No es por la amnistía

La amnistía es solo el pretexto que les ha venido a algunos como anillo al dedo, para reivindicar lo que de verdad les interesa. La derecha reivindica un concepto ideológico sobre la “Unidad de España” que estuvo vigente en las etapas medievales de la historia, y que aparece siempre que hay indicios de “un progresismo peligroso” que algunos se niegan a admitir, y que enlaza con otra de las reivindicaciones más pragmáticas y menos confesable: El miedo ancestral a que el mundo avance, a que el mundo progrese, a que haya mejoras sociales, a que haya igualdad.

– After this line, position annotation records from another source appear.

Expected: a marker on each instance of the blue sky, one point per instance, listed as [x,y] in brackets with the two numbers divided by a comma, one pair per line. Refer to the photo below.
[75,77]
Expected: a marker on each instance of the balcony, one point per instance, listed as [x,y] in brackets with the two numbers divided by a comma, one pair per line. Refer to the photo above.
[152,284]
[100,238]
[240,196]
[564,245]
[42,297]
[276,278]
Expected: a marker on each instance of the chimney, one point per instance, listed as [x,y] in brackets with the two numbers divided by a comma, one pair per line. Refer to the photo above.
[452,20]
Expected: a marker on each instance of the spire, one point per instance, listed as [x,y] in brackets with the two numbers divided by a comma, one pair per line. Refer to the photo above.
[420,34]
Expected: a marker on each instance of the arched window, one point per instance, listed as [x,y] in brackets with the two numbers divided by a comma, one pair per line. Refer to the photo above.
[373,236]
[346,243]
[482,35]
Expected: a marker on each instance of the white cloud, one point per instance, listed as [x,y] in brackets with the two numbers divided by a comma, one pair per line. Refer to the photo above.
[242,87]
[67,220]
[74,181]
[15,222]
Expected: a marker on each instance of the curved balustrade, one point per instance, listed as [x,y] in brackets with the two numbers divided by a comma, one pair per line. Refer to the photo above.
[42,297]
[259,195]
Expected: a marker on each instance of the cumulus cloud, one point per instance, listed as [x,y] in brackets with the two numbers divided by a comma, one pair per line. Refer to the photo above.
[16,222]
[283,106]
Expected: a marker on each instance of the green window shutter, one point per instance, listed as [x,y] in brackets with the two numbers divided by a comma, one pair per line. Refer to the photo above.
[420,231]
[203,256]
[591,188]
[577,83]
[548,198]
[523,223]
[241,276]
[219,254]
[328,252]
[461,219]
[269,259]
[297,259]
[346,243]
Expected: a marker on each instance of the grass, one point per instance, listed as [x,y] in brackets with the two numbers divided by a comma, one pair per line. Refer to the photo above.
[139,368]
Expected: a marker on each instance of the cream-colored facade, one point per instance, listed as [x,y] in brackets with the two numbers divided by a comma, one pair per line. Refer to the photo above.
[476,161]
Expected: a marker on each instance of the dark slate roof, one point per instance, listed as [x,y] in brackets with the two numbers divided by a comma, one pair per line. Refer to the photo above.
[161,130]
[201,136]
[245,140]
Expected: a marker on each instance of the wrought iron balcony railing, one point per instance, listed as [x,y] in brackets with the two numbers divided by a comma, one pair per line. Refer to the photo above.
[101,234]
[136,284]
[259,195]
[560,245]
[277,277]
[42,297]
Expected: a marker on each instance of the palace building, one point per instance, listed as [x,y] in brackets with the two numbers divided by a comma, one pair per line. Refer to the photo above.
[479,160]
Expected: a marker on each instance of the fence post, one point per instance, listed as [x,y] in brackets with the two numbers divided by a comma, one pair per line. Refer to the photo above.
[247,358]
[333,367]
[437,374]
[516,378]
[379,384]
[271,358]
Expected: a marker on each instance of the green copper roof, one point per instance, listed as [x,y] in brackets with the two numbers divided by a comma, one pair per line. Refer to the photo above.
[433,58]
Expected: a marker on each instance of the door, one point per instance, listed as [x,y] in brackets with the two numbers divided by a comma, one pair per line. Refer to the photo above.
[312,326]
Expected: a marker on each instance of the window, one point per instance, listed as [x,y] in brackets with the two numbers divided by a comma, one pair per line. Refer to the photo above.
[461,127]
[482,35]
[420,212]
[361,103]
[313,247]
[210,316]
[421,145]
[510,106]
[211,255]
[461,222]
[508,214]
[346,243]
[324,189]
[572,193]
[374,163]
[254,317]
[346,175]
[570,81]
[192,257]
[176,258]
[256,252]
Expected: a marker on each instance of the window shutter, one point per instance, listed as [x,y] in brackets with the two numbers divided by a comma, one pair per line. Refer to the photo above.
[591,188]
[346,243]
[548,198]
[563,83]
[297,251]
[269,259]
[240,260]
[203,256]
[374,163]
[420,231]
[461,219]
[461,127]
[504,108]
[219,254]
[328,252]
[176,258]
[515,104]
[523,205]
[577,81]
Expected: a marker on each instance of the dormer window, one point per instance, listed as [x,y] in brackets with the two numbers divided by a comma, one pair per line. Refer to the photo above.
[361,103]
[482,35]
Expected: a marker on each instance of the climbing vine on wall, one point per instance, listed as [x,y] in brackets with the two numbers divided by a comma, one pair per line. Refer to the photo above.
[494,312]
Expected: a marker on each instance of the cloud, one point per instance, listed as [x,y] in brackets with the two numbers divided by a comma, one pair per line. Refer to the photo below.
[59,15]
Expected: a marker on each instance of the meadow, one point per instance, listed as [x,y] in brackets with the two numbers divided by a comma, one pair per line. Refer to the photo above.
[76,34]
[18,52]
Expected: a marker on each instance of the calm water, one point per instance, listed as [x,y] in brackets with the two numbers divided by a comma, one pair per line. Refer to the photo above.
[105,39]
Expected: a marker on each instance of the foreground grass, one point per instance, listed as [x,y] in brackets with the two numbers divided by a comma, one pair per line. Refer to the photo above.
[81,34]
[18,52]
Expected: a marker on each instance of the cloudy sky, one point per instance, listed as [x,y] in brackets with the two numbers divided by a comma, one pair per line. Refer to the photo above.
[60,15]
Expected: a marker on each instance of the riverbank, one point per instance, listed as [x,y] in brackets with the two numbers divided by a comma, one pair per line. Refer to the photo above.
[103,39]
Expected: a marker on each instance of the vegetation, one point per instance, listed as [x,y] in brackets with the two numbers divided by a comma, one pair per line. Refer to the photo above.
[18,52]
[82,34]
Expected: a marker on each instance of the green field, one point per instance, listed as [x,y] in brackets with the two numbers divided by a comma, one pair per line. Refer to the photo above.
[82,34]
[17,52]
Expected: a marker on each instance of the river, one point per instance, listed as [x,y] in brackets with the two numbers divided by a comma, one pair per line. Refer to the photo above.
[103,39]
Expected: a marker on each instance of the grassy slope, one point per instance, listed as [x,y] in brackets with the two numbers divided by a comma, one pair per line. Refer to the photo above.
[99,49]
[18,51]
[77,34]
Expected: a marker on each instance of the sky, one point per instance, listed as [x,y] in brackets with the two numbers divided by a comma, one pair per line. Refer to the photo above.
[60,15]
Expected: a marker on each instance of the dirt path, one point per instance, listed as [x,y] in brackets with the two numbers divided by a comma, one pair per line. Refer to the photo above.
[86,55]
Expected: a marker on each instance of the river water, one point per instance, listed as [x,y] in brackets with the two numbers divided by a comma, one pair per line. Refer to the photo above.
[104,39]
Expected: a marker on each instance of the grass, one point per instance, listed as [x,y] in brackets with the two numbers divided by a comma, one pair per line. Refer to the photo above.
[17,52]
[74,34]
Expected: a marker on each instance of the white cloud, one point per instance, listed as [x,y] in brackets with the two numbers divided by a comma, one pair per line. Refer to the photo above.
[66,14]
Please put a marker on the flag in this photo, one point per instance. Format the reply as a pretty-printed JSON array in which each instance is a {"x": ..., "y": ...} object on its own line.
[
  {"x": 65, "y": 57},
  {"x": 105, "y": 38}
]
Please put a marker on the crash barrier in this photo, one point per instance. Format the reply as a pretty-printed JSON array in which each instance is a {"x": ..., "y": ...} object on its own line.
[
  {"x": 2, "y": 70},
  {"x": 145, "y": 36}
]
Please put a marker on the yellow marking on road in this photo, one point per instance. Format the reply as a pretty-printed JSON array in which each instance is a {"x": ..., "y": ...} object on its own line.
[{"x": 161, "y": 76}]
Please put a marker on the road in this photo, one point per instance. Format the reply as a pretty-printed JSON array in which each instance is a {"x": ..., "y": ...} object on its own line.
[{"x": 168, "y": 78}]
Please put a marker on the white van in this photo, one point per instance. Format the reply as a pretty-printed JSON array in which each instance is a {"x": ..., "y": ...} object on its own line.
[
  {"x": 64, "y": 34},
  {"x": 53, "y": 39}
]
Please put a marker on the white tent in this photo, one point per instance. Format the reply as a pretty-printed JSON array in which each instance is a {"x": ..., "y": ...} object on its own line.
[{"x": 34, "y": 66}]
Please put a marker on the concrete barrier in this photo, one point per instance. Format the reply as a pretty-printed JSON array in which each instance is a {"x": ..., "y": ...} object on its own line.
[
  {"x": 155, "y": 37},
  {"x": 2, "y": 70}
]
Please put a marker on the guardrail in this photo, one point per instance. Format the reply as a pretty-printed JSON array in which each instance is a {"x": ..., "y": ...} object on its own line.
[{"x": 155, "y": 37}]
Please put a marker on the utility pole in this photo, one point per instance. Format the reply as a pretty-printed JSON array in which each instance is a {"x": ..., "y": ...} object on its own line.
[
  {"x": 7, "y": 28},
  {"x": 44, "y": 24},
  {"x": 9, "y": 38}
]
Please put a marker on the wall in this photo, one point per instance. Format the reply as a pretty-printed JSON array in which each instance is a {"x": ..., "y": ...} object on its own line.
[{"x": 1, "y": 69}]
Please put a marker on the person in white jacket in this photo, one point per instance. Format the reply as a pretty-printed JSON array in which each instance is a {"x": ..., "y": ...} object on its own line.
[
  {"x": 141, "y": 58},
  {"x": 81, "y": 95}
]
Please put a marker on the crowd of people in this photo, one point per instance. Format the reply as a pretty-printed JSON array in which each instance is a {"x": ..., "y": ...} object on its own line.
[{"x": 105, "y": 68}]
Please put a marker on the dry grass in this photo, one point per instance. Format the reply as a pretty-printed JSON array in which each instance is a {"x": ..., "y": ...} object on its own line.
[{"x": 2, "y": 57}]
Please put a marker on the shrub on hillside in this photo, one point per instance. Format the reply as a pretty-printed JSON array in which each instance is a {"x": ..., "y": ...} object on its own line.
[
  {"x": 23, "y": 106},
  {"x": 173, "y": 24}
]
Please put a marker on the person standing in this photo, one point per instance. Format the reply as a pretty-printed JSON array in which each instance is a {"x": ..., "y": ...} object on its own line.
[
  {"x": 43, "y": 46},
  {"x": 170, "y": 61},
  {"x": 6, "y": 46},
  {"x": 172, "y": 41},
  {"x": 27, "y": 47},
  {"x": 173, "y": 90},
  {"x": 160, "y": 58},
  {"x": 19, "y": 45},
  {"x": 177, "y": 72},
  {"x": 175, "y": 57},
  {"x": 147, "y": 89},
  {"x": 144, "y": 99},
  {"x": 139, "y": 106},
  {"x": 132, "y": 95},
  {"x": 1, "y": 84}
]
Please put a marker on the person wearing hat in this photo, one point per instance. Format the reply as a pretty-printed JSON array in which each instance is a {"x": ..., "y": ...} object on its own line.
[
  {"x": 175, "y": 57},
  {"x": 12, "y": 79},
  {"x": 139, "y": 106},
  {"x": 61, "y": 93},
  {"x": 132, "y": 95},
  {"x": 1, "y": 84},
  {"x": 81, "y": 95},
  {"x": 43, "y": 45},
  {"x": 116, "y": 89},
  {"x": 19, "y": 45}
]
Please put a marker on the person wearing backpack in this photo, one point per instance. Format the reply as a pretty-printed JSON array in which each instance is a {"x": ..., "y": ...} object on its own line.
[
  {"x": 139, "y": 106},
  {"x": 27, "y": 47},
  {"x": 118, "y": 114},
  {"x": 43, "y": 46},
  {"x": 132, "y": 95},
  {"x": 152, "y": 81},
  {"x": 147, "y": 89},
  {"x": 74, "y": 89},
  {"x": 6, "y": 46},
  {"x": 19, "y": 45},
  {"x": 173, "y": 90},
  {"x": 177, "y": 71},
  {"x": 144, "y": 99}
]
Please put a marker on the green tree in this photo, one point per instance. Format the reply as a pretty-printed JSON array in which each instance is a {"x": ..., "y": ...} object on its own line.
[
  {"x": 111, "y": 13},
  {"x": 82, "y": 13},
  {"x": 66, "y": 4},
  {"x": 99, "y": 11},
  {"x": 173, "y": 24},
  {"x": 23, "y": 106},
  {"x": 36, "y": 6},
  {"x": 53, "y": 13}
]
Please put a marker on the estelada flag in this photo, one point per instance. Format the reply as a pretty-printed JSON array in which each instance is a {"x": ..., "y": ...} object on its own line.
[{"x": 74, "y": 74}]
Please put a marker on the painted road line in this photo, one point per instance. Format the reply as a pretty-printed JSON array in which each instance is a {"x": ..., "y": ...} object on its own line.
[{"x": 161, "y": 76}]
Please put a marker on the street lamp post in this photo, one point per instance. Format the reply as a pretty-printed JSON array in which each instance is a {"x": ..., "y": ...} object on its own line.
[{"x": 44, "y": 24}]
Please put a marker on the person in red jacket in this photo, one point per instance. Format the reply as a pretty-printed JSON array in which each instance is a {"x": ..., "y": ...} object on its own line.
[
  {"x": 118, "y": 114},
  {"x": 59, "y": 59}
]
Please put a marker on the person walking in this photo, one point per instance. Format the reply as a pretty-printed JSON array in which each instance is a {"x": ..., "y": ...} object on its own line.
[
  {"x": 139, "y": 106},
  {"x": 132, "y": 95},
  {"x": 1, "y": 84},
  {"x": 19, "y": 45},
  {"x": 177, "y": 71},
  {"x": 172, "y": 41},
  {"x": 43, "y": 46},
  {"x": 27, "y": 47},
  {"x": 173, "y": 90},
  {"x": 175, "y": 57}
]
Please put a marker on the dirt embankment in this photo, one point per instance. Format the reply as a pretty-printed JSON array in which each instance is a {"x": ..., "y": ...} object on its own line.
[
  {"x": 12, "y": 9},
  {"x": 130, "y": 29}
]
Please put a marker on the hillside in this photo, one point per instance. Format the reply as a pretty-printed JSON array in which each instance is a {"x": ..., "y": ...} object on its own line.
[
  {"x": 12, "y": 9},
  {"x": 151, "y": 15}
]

Esas dos razones, fundamentalistas y materialistas, son las que llevan a la derecha a inquietarse siempre que gobierna la izquierda. No. No es la amnistía lo que ahora les mueve a tomar la actitud que han tomado. No conciben ciertos avances; no conciben que España sea plurinacional. “Admitir que España es plural es un peligro”. Sí. Son sinceros. Reconocer que la “Unidad de España” puede forjarse desde el respeto y la tolerancia a los diferentes modos de entender una nación, es inconcebible desde cierto conservadurismo muy fuera de lo que debería entenderse en el siglo XXI.

Alemania es un Estado Federal; Estados Unidos es un Estado Federal; y no se han roto; nadie duda de su fortísima unidad. Pero chocamos con lo de siempre: “España es diferente”. Por eso algunos rechazan, no entienden el pacto de investidura y legislatura alcanzado por Pedro Sánchez y los demás partidos que lo apoyan. No. No es bajarse los pantalones; no es humillarse; no es romper España. Es sencillamente hacer POLÍTICA, dialogando, cediendo, acercando posturas; es caminar hacia la convivencia. Todo lo contrario a la crispación, a la polarización y al enfrentamiento.

España tiene que avanzar en políticas sociales; y tiene imperiosamente que trabajar en una mejor cohesión territorial. Es una asignatura pendiente desde la Transición. Ese debería ser el verdadero debate, y no el de que España se rompe; o que el pacto es un golpe de Estado como el del 23-F; o un peligro como el terrorismo de ETA. Los que conducen el debate por estos derroteros es que en realidad no quieren que haya debate. Solo buscan que el Sr. Sánchez se vaya. Espero y deseo, -no tengo por qué dudarlo-, que los pactos firmados vayan en esa dirección. No será fácil. Hacen falta mucha pedagogía por parte del Gobierno y mucha moderación y racionalidad por parte de la oposición.